Liquid output is common for us ileostomates.

You have to eat, drink, and know what works for you.

Bulking up is definitely better than liquid output. It takes time for everything to calm down.

Be patient.

A person with a colostomy has to deal with very smelly odors and noises that sound like a whoopie cushion. When I had my surgery and they opened the bag for the first time, the smell nearly knocked me out! Neither procedure is ideal, but it is far better than pooping in your pants, having many bowel movements in a day, or dying. Hang in there. After a while, it will be just like peeing a lot.

Living with Your Ostomy | Hollister

Huh? Mine hardly stinks, and I don't really have much gas.
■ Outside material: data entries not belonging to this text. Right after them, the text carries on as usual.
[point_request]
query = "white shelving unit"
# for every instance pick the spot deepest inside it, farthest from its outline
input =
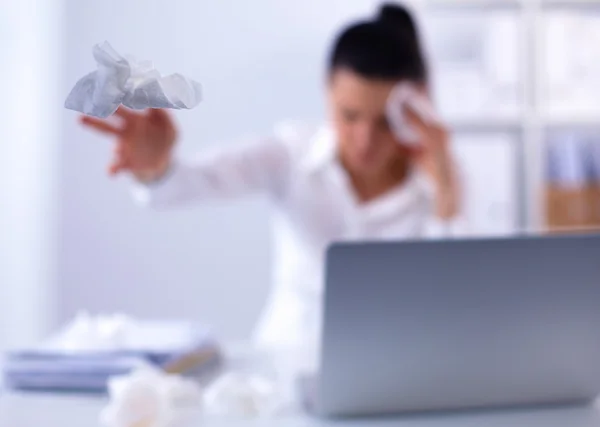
(531, 117)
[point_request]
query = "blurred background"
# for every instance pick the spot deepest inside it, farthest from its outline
(517, 81)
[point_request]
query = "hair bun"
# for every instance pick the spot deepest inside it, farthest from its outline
(397, 16)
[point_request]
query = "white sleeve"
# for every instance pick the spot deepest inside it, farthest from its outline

When I do have gas, it's usually about once a day unless I eat beans; then, rules are out the window. 😁

It's most likely the jelly and not the peanut butter. Jelly has a lot of sugar. Anything with high sugar content can also make us watery. Watch the grams of sugar on labels. I tend to like the bulk that bananas, potatoes, and rice give me. Peanut butter thickens mine into a paste, although I will use it. You really have to watch what you're eating with the sugars, caffeine, etc. So, if you're eating a lot of sugary snacks, that will do it. It's a learning curve. I've had mine since about 2016. A temporary one at first, and now the end ileostomy, and it takes learning what gives you watery, thick, gas, and smelly output to control things. There is much information online about that.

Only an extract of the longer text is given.